ARTICLE | Replacing Legacy Software; Whats the approach?
Legacy. When we’re talking about custom software, it’s such an emotive term. It implies different things to different people and it’s sometimes used in such negative terms to shut down discussion. I was asked to write a blog article about ‘legacy’ because, apparently, I’m Mr. Legacy! What does that mean? Is it my crusty unix beard? (I’ll have you know I do own some beard trimmers, and I’ve even been known to use them on occasion…) Anyway, it is a subject that I am passionate about and something I’m happy to explore further.
Legacy can mean all sorts of things when discussing custom software:
- A technology that you can’t find people to work on. There’s just no one on the market with that skill set.
- A system with so much complication or complexity such that any change or fix causes all sorts of regressions and user confidence in the system is low.
- A system just a few years old, but not running on the very latest, shiniest, up to date, cutting edge technologies.
- A Window 95-style grey user interface that at best can be called utilitarian? Brutalist?
- A system that has some level of technical constraints inherited from the underlying technologies that precludes enhancements or expansion.
These are all scenarios that might lead someone to describe a system as ‘legacy’ and not worth investing in. Throw it out. Rewrite it. We’ll get it right this time around. I’m sure you can think of other statements that fit this theme.
I do prefer a different definition of legacy. A legacy system is one that costs the business more to maintain and support than it brings in value to the business. This definition, to me, cuts through the vested interests, gets to the real meat of the matter. What is the impact to the business?

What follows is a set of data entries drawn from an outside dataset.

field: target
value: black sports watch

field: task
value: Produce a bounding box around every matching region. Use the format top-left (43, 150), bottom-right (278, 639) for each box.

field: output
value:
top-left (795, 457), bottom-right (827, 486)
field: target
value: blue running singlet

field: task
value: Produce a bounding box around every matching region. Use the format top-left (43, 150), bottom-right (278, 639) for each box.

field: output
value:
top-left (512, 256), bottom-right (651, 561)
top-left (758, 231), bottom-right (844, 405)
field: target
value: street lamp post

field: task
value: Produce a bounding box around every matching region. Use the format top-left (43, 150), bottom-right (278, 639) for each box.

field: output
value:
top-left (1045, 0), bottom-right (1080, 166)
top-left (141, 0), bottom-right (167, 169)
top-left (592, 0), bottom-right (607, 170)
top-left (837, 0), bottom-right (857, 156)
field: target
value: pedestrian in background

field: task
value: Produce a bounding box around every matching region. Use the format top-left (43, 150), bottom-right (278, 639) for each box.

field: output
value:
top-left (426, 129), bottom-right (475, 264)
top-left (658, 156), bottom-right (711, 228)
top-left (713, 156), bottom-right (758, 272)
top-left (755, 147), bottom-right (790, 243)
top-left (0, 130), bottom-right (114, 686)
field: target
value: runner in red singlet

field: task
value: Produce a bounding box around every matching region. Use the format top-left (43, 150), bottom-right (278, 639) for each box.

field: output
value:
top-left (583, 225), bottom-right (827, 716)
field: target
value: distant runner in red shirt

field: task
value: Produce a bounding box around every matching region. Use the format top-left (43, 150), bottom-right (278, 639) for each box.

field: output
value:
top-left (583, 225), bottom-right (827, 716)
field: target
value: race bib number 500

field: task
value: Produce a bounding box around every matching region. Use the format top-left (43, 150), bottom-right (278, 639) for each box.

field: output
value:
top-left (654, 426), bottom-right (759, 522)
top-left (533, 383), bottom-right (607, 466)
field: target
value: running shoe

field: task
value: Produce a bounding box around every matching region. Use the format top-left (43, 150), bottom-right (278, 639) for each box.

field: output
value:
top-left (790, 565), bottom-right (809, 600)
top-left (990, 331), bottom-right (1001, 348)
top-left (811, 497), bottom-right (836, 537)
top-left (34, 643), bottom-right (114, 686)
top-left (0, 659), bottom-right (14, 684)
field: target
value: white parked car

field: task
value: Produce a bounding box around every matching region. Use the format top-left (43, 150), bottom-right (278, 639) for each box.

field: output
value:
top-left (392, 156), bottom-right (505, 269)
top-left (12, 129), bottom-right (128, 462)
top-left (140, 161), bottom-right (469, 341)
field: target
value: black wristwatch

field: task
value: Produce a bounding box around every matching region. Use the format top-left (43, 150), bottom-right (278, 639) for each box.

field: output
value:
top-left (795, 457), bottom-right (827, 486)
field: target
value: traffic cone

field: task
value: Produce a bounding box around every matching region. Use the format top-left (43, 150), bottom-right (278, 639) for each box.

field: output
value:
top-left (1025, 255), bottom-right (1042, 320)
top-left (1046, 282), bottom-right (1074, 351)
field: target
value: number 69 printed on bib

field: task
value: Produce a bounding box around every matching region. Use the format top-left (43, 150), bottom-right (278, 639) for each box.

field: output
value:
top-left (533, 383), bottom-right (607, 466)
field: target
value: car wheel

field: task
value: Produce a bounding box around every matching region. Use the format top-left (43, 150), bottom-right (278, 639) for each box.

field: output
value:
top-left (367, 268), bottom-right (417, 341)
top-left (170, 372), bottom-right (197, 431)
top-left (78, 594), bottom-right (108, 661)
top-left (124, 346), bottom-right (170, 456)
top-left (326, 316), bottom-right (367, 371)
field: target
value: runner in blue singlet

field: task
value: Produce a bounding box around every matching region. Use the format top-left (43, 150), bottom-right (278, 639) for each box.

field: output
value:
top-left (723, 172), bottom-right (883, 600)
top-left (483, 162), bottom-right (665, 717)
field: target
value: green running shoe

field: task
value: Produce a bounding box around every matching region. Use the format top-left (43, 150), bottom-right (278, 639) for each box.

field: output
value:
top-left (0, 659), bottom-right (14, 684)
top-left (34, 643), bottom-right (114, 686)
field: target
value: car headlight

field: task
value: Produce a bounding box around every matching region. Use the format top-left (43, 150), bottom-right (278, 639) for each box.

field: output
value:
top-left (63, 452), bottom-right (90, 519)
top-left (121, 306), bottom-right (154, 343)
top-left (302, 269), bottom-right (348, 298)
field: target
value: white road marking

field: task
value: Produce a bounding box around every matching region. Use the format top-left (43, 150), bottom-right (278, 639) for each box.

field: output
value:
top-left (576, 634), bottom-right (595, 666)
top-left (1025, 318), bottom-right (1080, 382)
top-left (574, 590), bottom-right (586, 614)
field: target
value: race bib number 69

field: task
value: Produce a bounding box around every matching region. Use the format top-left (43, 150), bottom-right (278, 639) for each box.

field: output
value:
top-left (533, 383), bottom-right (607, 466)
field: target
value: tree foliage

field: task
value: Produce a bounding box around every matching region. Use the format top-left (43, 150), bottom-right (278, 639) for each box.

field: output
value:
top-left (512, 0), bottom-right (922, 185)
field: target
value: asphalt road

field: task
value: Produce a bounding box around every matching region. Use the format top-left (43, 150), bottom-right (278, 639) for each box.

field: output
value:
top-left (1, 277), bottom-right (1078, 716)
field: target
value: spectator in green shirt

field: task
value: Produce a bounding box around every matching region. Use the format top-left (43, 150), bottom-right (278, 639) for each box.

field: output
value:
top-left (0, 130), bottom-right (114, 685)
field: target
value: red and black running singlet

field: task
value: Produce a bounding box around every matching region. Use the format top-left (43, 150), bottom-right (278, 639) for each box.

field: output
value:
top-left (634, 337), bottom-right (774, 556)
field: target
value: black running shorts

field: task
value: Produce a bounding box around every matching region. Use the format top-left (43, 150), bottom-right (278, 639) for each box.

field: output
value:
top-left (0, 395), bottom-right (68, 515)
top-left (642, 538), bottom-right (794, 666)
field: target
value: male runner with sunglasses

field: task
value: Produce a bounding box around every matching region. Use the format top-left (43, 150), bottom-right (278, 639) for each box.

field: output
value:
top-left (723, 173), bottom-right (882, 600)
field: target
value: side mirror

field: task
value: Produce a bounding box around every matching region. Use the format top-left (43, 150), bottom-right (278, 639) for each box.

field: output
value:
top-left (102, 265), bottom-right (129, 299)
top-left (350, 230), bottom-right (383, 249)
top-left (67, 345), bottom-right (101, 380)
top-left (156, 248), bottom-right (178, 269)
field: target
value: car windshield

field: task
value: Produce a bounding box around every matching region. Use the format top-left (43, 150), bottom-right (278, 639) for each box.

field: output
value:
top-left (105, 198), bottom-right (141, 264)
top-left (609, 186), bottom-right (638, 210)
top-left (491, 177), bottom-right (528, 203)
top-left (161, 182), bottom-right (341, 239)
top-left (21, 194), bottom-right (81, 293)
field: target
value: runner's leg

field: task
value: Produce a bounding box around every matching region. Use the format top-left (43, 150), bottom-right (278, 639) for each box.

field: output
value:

In that first example I gave above, a system might well be implemented in an older technology that you are struggling to recruit staff to support. If that system still brings in considerable value to your business then it may well be worth the cost to bring someone in and train them up. If that cost is worth it versus the benefits of the system, then I would argue your system isn’t ‘legacy’. It is a bit of a red flag, of course, let’s not pretend it isn’t. I would encourage you to think long term about migrating away from such a technology, but here I’m talking about having a planned roadmap of migration rather than a big bang (more on this below).
If you’ve invested in a custom system rather than a commercial off the shelf (COTS) system, you want to get as much value from that investment as you can, whether because that system is business critical, provides you with competitive advantage, or just the move to a COTS system would constraint your business too much. Or, of course, if your sector just isn’t well served by COTS software.
So what do you do? You should look into COTS software as an option. The software industry moves fast and the number of commercial packages out there targeting a wide variety of industries has increased massively over the last few years. There may well be a software package with a great fit that is now available. Now, don’t get me wrong, I’m a huge advocate of the power and benefits of custom software systems, but those benefits come at a cost and the economics of managing such a system sometimes don’t hold up. If you can get 80% of the functionality for 20% of the cost, that’s a trade off that’s hard to ignore. Perhaps there is then an opportunity to look at a custom solution for some of the remaining 20% of functionality. Either through a smaller custom solution, some integration work (e.g. link the data to Excel), or a low-code solution. A hybrid approach, bringing packaged software together with custom systems or integrations is a perfectly valid approach to supporting business processes and digital transformation.
What about a re-write then? Yes, in certain situations it is a valid way forward. But if you ever hear the phrase “It’ll be quicker to rewrite” then that should start the sirens wailing. Sure, it might be quicker to write something from scratch rather than expending the effort to understand an existing codebase and architecture, and identifying the required changes. The development effort isn’t the only effort required when developing a custom system. Have all the nuances of the current working system been captured correctly during the analysis stage? The whole functionality will need to be tested from scratch, not just regression tested. We’re potentially replacing an entire system of battle hardened code that has been in use for years with brand new code. That is certainly going to increase the risk on the work considerably. Have all the lessons from the previous time this functionality was implemented REALLY been learnt? You get the gist.
So where does that leave us? My preferred option in most situations is a form of progressive enhancement. How that is done very much depends upon the current state of the system and might involve one or more of the following approaches:
- Bring the system up to date with vendor supported technologies.
- Replace or refresh parts of the system over time. This might be based on a schedule of enhancements to those parts of the system focused on business benefits, or just on a roadmap of works over time.
- If you need to move away from an old unsupported technology, there are options around replacing individual parts of functionality with new systems in a supported technology and link both systems with some form of communication layer.
This approach does take longer but it has a lower impact to the business and much more manageable risk than a big-bang style rip out and replacement project.
To summarise, ‘legacy’ means different things to different people when it comes to custom software systems and technologies. The majority of the time, if there are excess costs or inconveniences being incurred then a big-bang complete rewrite and replacement project is not the way to go. It’s far too risky and disruptive. There are approaches that can be taken to manage that ‘legacy’ code and bring it up to date, maintaining the value that that system provides to the business.